As of Drill 1.8, partition pruning also applies to the Parquet metadata cache. When data is partitioned in a directory hierarchy, Drill attempts to read the metadata cache file from a sub-partition, based on matching filter criteria instead of reading from the top level partition, to reduce the amount of metadata read during the query planning time. If you created a metadata cache file in a previous version of Drill, you must issue the REFRESH TABLE METADATA command to regenerate the metadata cache file before running queries for metadata cache pruning to occur. See Optimizing Parquet Metadata Reading for more information.
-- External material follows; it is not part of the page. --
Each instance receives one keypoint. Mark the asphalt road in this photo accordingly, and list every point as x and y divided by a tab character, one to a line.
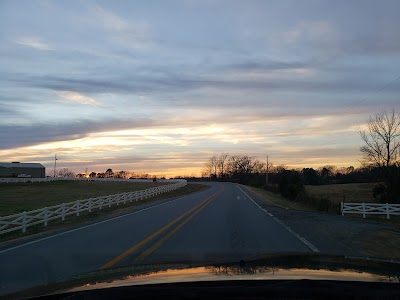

The query planner in Drill performs partition pruning by evaluating the filters. If no partition filters are present, the underlying Scan operator reads all files in all directories and then sends the data to operators, such as Filter, downstream. When partition filters are present, the query planner pushes the filters down to the Scan if possible. The Scan reads only the directories that match the partition filters, thus reducing disk I/O.
Using Partitioned Drill Data
Before using Parquet data created by Drill 1.2 or earlier in later releases, you need to migrate the data. Migrate Parquet data as described in "Migrating Parquet Data".
Migrate only Parquet files that Drill generated.
In early versions of Drill, partition pruning involved time-consuming manual setup tasks. Using the PARTITION BY clause in the CTAS command simplifies the process.